By COLLEEN CREAMER
For VerusMed
AstraZeneca Plc and Pozen Inc.’s investigational drug PN 400 (esomeprazole/naproxen) achieved its primary endpoint of reducing gastric ulcers in two Phase III trials, data from the trials reveal.
PN 400–a combination of an immediate-release version of 20 mg esomeprazole, the active ingredient in AstraZeneca’s Nexium, and enteric-coated naproxen 500 mg–is being developed for the treatment of patients who need chronic nonsteroidal anti-inflammatory drug (NSAID) therapy for arthritis pain and who may be at risk for developing NSAID-associated gastric ulcers.
In both trials, known as PN 400-301/302, approximately 400 participants were randomized to receive PN 400 or enteric-coated naproxen 500 mg twice daily for six months. The participants underwent upper endoscopy at baseline and at one, three and six months.
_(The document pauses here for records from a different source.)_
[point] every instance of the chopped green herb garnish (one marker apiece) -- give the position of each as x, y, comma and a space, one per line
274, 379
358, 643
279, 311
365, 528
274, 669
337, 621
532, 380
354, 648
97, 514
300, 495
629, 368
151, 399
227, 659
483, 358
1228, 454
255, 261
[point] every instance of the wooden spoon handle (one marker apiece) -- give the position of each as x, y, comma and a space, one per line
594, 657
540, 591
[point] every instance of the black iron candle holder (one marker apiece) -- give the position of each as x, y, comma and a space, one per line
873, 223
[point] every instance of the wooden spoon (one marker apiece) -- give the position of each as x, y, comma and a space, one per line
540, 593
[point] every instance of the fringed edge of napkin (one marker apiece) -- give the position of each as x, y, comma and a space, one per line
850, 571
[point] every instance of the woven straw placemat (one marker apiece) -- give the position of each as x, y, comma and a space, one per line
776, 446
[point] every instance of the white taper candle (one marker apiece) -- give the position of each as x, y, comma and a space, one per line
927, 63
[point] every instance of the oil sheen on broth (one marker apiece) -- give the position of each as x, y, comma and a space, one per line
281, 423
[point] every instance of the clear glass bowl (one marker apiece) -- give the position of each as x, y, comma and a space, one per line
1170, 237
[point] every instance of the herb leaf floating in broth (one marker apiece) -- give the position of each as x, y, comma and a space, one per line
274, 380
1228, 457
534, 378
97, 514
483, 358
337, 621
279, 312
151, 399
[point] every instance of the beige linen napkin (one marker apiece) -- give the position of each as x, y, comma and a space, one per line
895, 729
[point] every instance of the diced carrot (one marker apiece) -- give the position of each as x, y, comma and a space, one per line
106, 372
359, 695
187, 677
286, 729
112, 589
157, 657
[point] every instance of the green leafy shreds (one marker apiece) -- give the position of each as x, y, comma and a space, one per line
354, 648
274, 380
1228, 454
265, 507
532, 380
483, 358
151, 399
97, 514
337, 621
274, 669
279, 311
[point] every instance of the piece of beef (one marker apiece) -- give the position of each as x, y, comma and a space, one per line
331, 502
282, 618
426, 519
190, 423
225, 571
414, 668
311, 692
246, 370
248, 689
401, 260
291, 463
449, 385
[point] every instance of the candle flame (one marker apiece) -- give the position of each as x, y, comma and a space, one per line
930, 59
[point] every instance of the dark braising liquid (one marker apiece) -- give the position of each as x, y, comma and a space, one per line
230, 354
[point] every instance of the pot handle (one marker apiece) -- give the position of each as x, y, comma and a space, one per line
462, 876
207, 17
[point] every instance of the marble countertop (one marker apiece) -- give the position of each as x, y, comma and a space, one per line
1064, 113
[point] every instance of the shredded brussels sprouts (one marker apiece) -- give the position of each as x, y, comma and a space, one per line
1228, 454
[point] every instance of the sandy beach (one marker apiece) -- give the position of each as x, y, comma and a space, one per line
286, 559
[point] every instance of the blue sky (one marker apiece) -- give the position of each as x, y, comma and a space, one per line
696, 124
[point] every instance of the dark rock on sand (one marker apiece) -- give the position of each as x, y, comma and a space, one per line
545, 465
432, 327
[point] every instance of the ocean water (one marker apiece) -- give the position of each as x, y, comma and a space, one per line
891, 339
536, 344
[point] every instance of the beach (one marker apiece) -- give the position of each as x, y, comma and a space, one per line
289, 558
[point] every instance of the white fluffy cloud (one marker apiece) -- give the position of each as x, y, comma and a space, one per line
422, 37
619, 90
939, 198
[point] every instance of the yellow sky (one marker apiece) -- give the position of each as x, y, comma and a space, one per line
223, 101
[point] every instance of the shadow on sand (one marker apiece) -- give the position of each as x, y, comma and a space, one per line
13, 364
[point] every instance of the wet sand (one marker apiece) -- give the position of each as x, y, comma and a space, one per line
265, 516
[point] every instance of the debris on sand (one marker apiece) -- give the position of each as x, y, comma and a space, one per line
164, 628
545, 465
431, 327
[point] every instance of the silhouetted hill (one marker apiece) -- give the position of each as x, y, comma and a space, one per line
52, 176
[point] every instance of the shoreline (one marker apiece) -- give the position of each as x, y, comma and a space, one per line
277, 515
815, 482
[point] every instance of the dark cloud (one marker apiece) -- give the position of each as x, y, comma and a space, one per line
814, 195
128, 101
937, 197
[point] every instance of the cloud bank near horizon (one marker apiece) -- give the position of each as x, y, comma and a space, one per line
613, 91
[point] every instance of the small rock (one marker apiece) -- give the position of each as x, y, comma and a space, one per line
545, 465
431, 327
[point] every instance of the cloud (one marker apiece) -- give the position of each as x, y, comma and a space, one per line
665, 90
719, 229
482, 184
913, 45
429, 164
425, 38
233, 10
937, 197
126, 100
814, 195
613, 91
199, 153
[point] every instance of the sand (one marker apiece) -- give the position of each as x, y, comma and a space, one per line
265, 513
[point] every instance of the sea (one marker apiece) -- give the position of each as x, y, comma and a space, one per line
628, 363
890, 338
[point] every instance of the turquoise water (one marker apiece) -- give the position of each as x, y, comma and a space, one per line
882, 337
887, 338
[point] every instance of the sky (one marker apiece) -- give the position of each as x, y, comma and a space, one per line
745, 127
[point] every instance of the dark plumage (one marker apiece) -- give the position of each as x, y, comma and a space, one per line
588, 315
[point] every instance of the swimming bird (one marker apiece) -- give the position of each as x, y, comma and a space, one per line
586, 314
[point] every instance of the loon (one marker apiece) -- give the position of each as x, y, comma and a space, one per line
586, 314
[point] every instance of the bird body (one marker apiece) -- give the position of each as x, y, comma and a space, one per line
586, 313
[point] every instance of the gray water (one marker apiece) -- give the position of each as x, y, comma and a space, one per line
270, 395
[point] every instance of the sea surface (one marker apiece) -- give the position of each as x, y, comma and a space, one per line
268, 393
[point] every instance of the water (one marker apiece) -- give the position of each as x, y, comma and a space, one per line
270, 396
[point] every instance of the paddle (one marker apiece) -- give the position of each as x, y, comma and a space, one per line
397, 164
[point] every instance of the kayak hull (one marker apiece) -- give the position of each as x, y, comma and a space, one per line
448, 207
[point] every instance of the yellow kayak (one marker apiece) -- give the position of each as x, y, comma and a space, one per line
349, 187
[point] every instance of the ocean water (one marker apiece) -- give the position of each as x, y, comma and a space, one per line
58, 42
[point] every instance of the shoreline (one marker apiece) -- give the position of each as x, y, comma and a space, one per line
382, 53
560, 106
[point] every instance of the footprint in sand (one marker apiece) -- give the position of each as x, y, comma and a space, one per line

The primary endpoint was the cumulative incidence of gastric ulcers as confirmed by endoscopy.
Results of the studies revealed that those who took PN 400 experienced statistically significantly fewer endoscopically confirmed gastric ulcers as compared with those who received naproxen.
The appropriateness of the studies’ primary endpoints is currently under review by the Food and Drug Administration, and an internal FDA meeting is planned for the first quarter of 2009 to discuss the issue.
Pozen and AstraZeneca entered into a co-development agreement for PN 400 in 2006. The New Drug Application for PN 400 is planned for the middle of next year.